|
|
I'm interested in wrestling with his ideas about authorial intent, which is perhaps a little to the side of this question but I think it is also relevant, because he's castigating all the major actors in the social scene as failing to recognize that their actions have material consequences.
The issue of materiality, with which I ended my last post, is directly tied to Michaels' discussion of authorial intent. It has to do with interpretation.

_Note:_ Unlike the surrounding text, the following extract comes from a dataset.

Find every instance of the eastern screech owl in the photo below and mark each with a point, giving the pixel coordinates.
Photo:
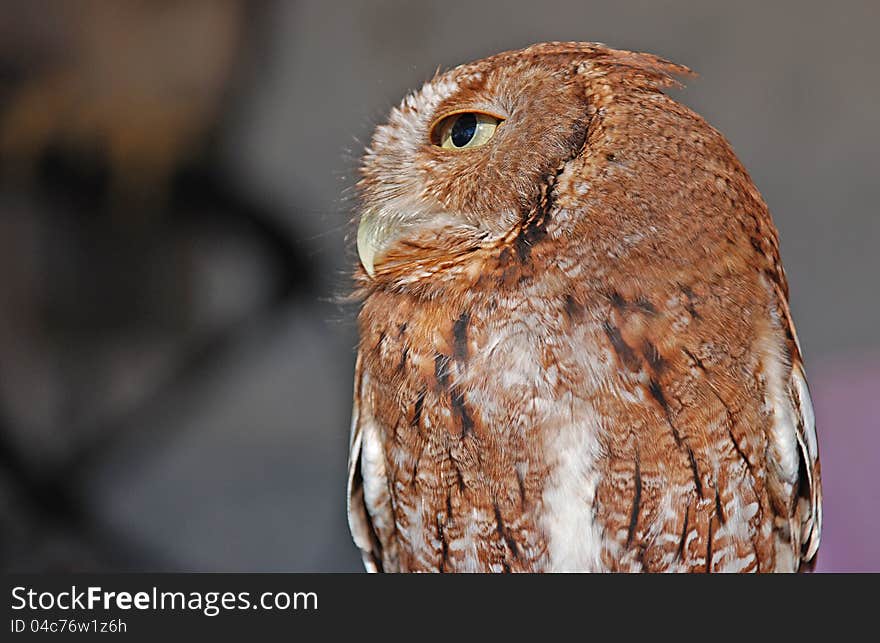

As someone involved with the university (i.e. the production and dissemination of knowledge), Michaels is concerned with how texts that he and others cast out into the world will be read. The end of ideology (for him) means that people simply fall back on identity to found interpretive practice. If you've ever been in a literature class with someone whose only claim is that s/he doesn't "relate" to Toni Morrison or Thomas Pynchon or Frederick Douglass or anyone else, yo will understand the concern Michaels articulates: namely that these interpretations can never be "wrong". They are based on identity, which multiculturalism and other practices that embrace difference for the sake of difference teach us is sacrosanct and must be respected. Again, this is all on Michaels' argument; however, up until this point I am very much with him, as I am am when he explains the upshot to this trend: namely, that postmodernism as described by thinkers like Lyotard (and worried over by Habermas), creates a situation in which anything goes. All interpretations are equally valid, so long as we fall back on identity. Anyone who watches the Christian Right in the US successfully decry the fact that they are under attack, will understand the concern here. There is no way to prove them wrong, because they are basing their statements on the "facts" of their identity. In other words (stretching it a bit), they form arguments entirely based on unsubstantiated and "unsubstantiatable" opinions that do not require substantiation.

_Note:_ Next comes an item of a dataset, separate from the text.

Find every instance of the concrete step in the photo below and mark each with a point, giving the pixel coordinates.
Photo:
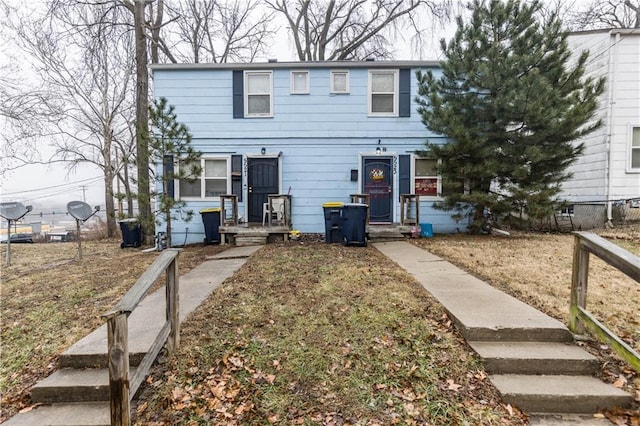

To counter the problems of leaving interpretation entirely in the hands of the reader, Michaels wants to turn to authorial intent to guide interpretation. Unfortunately, so far as I can tell, Michaels does not offer an understanding of authorial intent beyond the problematic notion we've inherited from certain brands of the New Criticism. I can't really say very much about it, except that I don't see how it works.

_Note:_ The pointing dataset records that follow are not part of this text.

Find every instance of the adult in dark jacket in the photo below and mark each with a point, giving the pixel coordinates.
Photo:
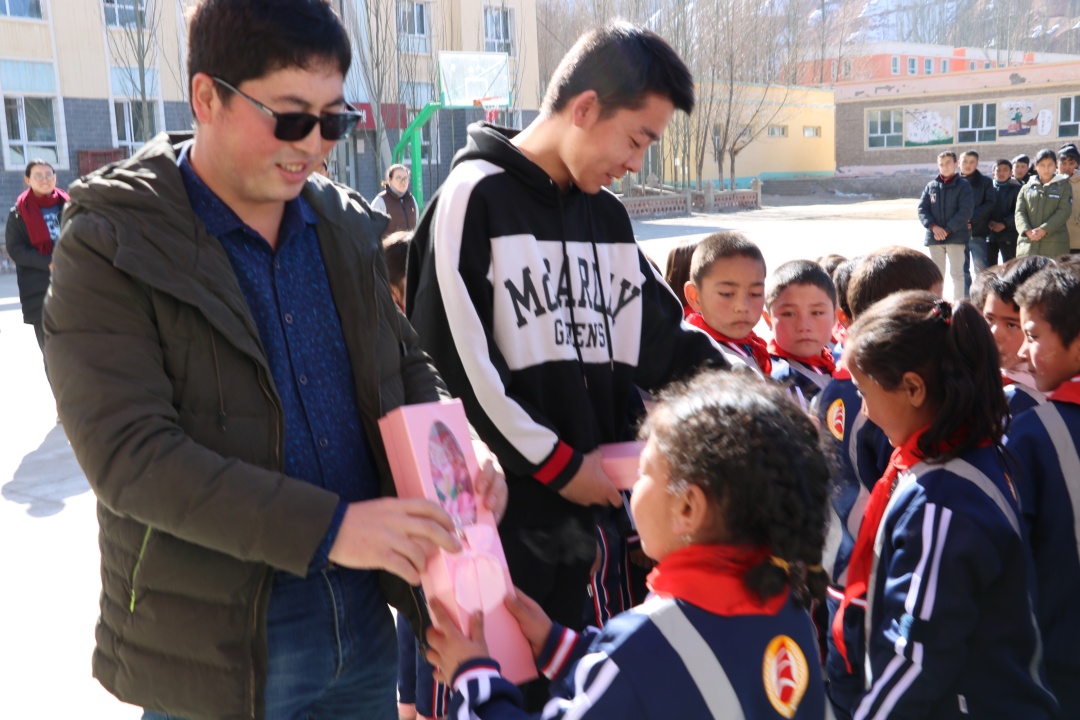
(396, 201)
(224, 341)
(1002, 222)
(34, 227)
(982, 191)
(945, 209)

What is more interesting to me is the manner in which Michaels dismisses materiality (in the SF novels of Octavia Butler and Kim Stanley Robinson, in the criticism of Susan Howe, and in novels by Leslie Marmon Silko and others [funny that he does not take on Charles Olson, who would prove an interesting study in this context, as Olson is a seminal figure for Language poets such as Howe and Charles Bernstein, the latter of whom Michaels hates]). Anyway, Michaels finds that recourse to the body and other material signifiers is a load of crap, as in the attempts of Robinson's Mars colonists to read the red planet in order to discover "Mars' name for itself." However, Michaels considers this act of interpretation to be exactly the same as the act of reading and therefore subject to the same problems described above. However, in at least the case of Octavia Butler, nothing could be further from the truth.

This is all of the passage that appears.